A divulgação de resultados desses jogos, o uso dos Correios para encaminhar resultados e bilhetes, tudo isto proibido e considerado como contravenção, passou a ser uma atividade honesta, uma atividade tida como positiva e amparada na nossa legislação.

O que fizeram foi transferir para outra pessoa o poder que tinha o Presidente da República de fazer uma exceção de criminalidade, considerando que se esses jogos de azar fossem explorados pela Caixa Econômica Federal - neste caso e apenas neste caso - não seriam considerados contravenção e crime. Portanto, nenhuma autoridade no Brasil poderia conceder ao cidadão brasileiro o privilégio de explorar a loteria privada com qualquer uma de suas modalidades.

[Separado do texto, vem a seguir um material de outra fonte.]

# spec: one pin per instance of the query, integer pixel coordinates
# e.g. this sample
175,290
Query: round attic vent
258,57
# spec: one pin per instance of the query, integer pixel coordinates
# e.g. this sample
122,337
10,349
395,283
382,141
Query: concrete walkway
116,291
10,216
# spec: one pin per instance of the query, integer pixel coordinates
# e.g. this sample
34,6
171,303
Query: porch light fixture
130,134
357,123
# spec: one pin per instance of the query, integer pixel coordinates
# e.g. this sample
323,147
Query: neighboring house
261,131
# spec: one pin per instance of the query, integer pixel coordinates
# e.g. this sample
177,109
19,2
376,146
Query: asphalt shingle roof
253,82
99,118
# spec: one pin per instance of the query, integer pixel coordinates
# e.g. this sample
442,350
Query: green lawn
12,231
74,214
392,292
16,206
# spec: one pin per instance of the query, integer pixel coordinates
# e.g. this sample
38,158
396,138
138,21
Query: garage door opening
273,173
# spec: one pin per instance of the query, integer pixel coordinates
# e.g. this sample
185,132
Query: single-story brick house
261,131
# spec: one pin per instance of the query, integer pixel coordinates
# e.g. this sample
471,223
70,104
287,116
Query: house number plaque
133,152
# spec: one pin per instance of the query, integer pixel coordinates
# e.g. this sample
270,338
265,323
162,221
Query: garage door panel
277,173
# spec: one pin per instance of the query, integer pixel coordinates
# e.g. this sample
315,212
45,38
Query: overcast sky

Atualmente, com as mudanças havidas, compete não ao Presidente da República, em caso excepcionalíssimo, mas a um simples Diretor da Susepe - Superintendência de Seguros Privados - MIC conceder o direito de explorar o que passou a ser considerado como uma sociedade de capitalização. As sociedades de capitalização entraram no Brasil em 1929 e a Companhia Sul-América de Seguros foi a que retirou essa instituição da França para reproduzi-la no Brasil.

O que hoje se faz é uma utilização completamente indevida dessa figura. Não se trata de se oferecer um prêmio para que se aumente a poupança coletiva e para que, além dos juros e da correção, se estimule o prêmio. Mas utiliza-se da figura da capitalização, criando uma companhia qualquer, pertencente ao mesmo grupo que explora a capitalização e a jogatina, para fazer circular livremente os bilhetes que são transportados e vendidos pelos Correios - antes proibidos de fazê-lo.

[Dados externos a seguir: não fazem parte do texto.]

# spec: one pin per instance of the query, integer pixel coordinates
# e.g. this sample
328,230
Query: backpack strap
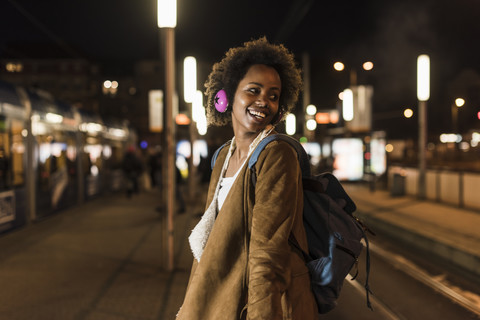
302,155
215,155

A menos exploradora e maléfica dessas modalidades de jogo é o jogo do bicho. Ali, ao contrário do que se passa em muitas instâncias deste País, vale o que está escrito.

Na Sena, a probabilidade de ganho é de um em dezesseis milhões; na Loto, a probabilidade é de um em doze milhões; na Raspadinha, é de um em cinco milhões; na Loteria Federal de um em oitenta mil; na Tele Sena, de um em cinquenta mil; no Papa Tudo de um em quarenta e sete mil e no Jogo do Bicho de um em dez mil.

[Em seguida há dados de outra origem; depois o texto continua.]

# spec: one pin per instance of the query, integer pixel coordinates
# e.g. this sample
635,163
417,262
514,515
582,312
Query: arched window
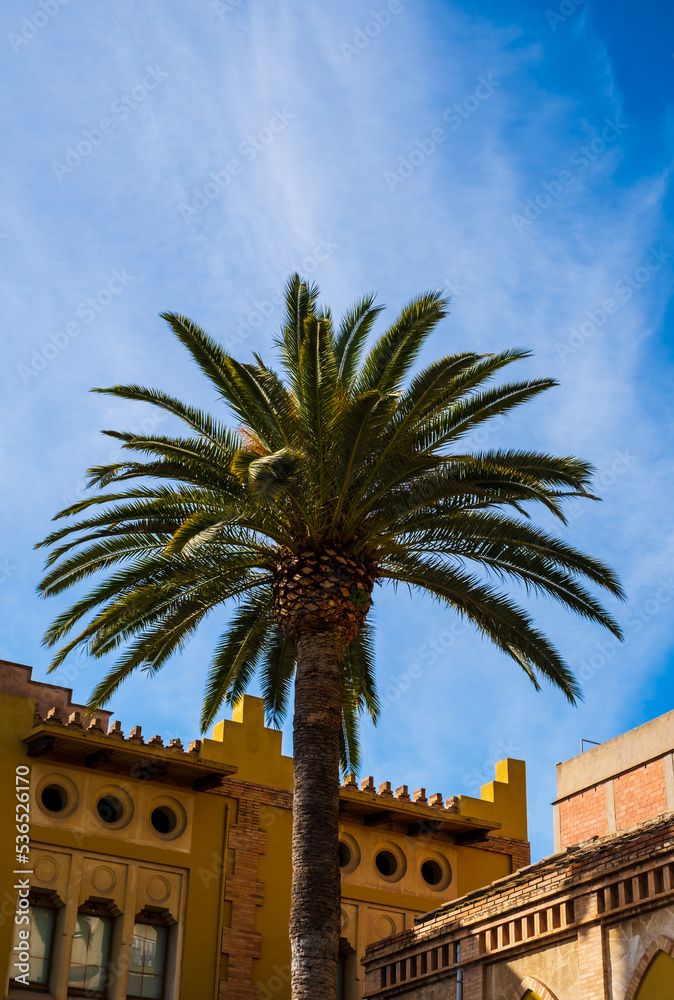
90,952
658,981
147,966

Portanto, o Jogo do Bicho ainda é a modalidade em que o apostador é menos explorado e tem maior chance de recuperar a sua aplicação, de ter sorte.

Não quero me gabar do fato de ter sido o primeiro a ter a coragem de apresentar esse projeto. Tenho consciência muito clara de que qualquer Deputado ou Senador que apresentasse um projeto que pudesse atingir, por exemplo, a mais rentável de todas as empresas do Grupo Sílvio Santos e de outras empresas de televisões que já incorporaram essa modalidade e outras, como sorteio de carros, sofreria obviamente retaliações, seria discriminado por parte dessas empresas.

Portanto, quero deixar bem claro que se retaliações vierem, que recaiam sobre mim, porque esse projeto de lei é de minha autoria e de minha responsabilidade. Que acabem de me afastar da mídia, mas não misturem minha posição, a minha luta contra a jogatina com qualquer laivo partidário.

O meu projeto visava, de início, a desmontar toda legislação para recuperar proibições e vedações da legislação anterior, mas vi que seria impossível percorrer todos os caminhos de retorno à moralidade.

Assim sendo, meu projeto trata, simplesmente, de acrescentar o § 2º ao Decreto-Lei nº 261, de 28.02.1967, que assim fica redigido:

      As sociedades de capitalização não poderão realizar operações com títulos que possam ter características ou conotações de loterias privadas.

Um outro projeto, em sentido semelhante, é o que altera a Lei Zico, uma lei bem intencionada mas que foi, de acordo com o próprio testemunho do Ministro Pelé, desvirtuada em seus propósitos. Feita para auxiliar clubes e atividades esportivas, dedicando a eles parte da receita da exploração do bingo, na realidade, o que se verifica, como diz o Ministro Edson Arantes do Nascimento, é que as operadoras repassam às entidades desportivas pequenas parcelas do montante auferido, normalmente apenas um percentual entre 2% e 10%. Atuam como atravessadores que se utilizam dos clubes e entidades desportivas para burlar a legislação e ficar com a maior parte do lucro.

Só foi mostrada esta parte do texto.